Canadian Heritage Minister James Moore slammed critics of his copyright reform bill on Tuesday, calling them “radical extremists” who are trying to “drum up fear” about the proposed bill.
Moore was speaking in front of an audience of business leaders at the Toronto Board of Trade, and hosting the Paris-based International Chamber of Commerce for a discussion about protecting intellectual property.
The minister didn’t mince words. In a few broad strokes, he painted critics of Bill C-32’s digital locks protections as unqualified and dishonest. “There are those who pretend to be for copyright reform but don’t believe in actual copyright reform.”
The bill is Canada’s third attempt to update its Copyright Act since it was last done in 1997, which pre-dates iPods and digital video recorders. The bill makes it illegal to break digital locks – also called technological protection measures – save for a few exceptions.

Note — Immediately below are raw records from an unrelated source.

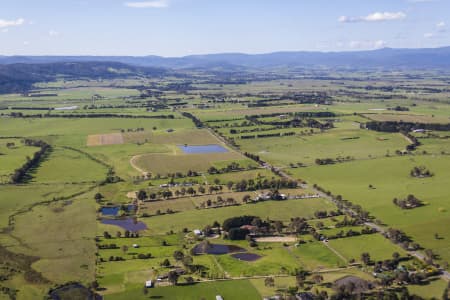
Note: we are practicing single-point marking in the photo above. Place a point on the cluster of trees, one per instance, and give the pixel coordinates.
(392, 126)
(356, 210)
(322, 214)
(330, 161)
(20, 174)
(253, 157)
(194, 119)
(366, 230)
(409, 202)
(420, 172)
(399, 108)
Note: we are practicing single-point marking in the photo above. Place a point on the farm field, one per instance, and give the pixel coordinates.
(209, 184)
(13, 157)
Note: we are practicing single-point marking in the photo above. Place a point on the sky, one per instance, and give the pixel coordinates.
(183, 27)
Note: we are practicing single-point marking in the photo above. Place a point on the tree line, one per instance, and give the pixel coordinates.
(20, 174)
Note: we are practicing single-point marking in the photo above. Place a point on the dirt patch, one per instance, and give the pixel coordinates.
(105, 139)
(276, 239)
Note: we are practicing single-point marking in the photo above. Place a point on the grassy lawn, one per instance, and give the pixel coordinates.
(354, 142)
(67, 249)
(390, 177)
(281, 210)
(13, 158)
(376, 245)
(65, 165)
(209, 290)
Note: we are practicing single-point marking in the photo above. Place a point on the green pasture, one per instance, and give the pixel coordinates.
(390, 178)
(13, 158)
(355, 142)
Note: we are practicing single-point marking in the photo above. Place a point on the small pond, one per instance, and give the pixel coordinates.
(114, 210)
(216, 249)
(246, 256)
(127, 224)
(202, 149)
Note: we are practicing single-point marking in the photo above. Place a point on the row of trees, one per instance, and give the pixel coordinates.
(93, 115)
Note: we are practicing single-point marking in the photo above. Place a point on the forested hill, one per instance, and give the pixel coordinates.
(387, 58)
(20, 77)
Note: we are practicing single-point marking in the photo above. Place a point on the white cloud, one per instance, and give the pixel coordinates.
(367, 44)
(148, 4)
(11, 23)
(375, 17)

Opposition parties, such as the NDP and the Liberal Party, have voiced concern about this provision in the press. Other critics of the provision include consumer group Canadian Consumer Initiative and Michael Geist, Canada’s Research Chair in Internet and E-commerce Law based at the University of Ottawa.

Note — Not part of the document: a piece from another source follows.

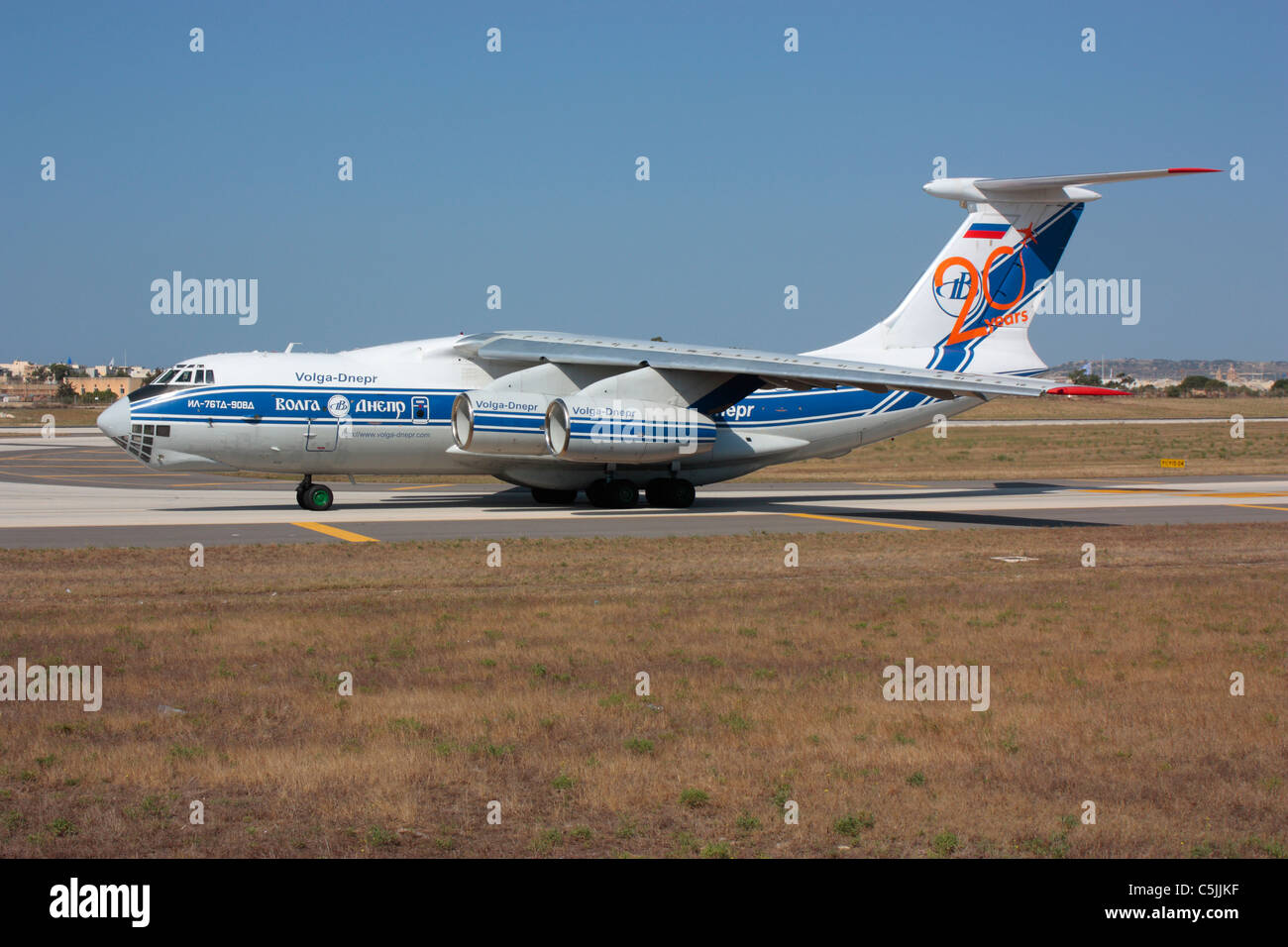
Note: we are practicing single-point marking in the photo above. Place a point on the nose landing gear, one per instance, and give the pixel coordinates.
(313, 497)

“Don’t let those … who pretend to be experts on copyright reform put a smiley, shiney, cute face on what is actually a pretty disingenuous campaign to undermine the property rights of individual citizens to invest in their creative goods,” Moore told the audience. “If they do speak up, we need to confront them.”

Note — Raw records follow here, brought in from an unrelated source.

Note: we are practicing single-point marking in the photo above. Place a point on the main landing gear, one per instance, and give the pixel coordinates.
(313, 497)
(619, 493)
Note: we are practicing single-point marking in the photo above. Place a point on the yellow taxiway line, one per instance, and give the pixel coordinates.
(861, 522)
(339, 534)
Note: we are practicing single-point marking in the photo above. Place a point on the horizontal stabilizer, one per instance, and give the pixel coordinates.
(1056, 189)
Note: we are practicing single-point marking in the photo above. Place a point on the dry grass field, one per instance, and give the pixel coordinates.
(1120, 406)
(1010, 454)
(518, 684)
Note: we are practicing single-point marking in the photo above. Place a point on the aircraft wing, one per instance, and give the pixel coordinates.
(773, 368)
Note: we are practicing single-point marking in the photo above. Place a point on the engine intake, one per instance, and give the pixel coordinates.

Critics voicing their views on Facebook and Twitter should be confronted, as must those speaking through talk shows and newspaper articles, he added.
Digital locks give content publishers the ability to prevent format shifting of their products. Consumers who want to transfer a DVD to a computer could be stymied by such measures.
Moore’s uncompromising stance in his description of opponents is the wrong approach, Geist says.
“It feels like a punch in the gut to a lot of Canadians who’ve been actively participating in the copyright debate,” he tells ITBusiness.ca. “To suggest that some reforms are not legitimate and are attempts to mislead is wrong and inappropriate.”
The copyright bill is a balanced approach informed by last summer’s copyright consultations, Moore said. The government isn’t imposing digital locks on anything, but giving copyright holders a way to protect their work.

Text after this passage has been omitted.